Joe Gumley, 47, died at Shellharbour Hospital on the NSW south coast in July this year after he was allegedly attacked by a fellow psychiatric patient.
Paul Hindmarsh, 31, is charged with his murder and had been sharing a room with Mr Gumley at the Eloura West facility at the time of his death.
The legal action comes after a damning internal NSW Health Department report revealed staff had not checked on the pair in lead-up to the killing.
A 19-page report, obtained by the ABC, found that while staff told investigators they had checked on Mr Gumley, the CCTV footage showed no-one had been near the pair for almost five hours.
Mr Gumley was supposed to be checked every 30 minutes.
Steve Gumley believes staff at the hospital were not looking after his brother properly when he was killed.
“They weren’t checking them. Why? … Were they out having a few beers out the back? Having a cigarette or what?” he said.
“Have they been doing it for years? We don’t know. Have they been diddling the books to say yes we’ve been checking when they haven’t?”
Investigators were told it was common practice to sign off for sighting a patient when this had not occurred.
“Staff interviewed provided a number of reasons why care-level observations are not attended, including fear of aggression, time constraints and at night waking patients which then often necessitated having to sedate the patients,” the report read.
It said staff allowed the guitar in the ward as a form of rehabilitation and as a human gesture but “became desensitised to the ongoing risk posed by the guitar being on the unit in terms of it being a potential weapon in an environment where patient behaviour could be unpredictable”.
Mr Gumley’s mother Betty said her son loved his guitar and music.
“He lived for it, and it was a beautiful guitar, geez it was lovely,” she said.

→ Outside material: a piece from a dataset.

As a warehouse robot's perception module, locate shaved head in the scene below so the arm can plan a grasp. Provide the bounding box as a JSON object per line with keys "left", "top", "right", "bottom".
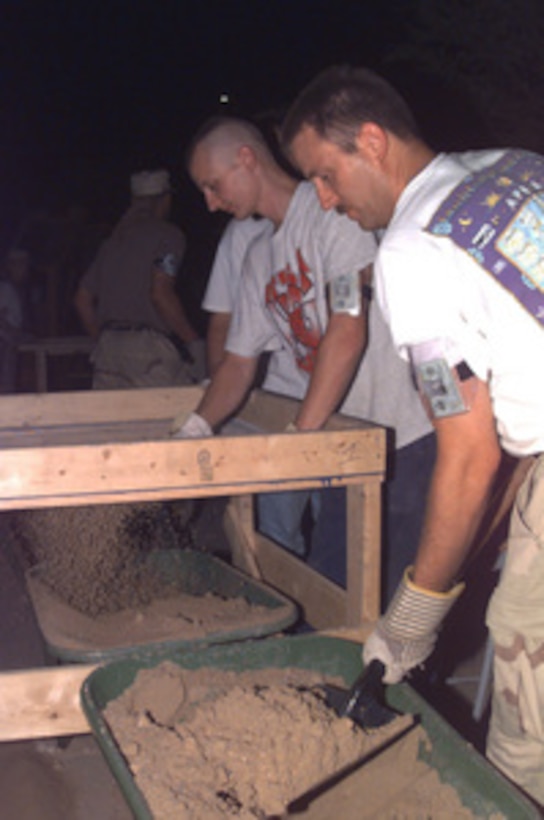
{"left": 186, "top": 117, "right": 271, "bottom": 170}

Patients had limited access to mental health therapies: report
Investigators also found no model of care existed for the Eloura West unit and that patients had limited access to social work, psychology and therapies.
It was also revealed that the unit lost its dedicated psychiatrist in a restructure at the start of this year.
Local health district chief executive Margot Mains offered her sincere condolences to both of the patients’ families.
“I acknowledge that this incident is entirely unacceptable and we have taken this matter extremely seriously,” she said.
“We would like to reassure our mental health consumers, their families, their carers that whilst this incident is very tragic and awful it is a rare event.”
Ms Mains said a major review of the systems and protocols at the Eloura West mental health facility would be undertaken immediately with the help of newly-appointed NSW chief psychiatrist Dr Murray Wright.
The Gumley family said that is not good enough.
“I just don’t want to see it happen again. It’s not fair to the families. It’s hard,” Mr Gumley said.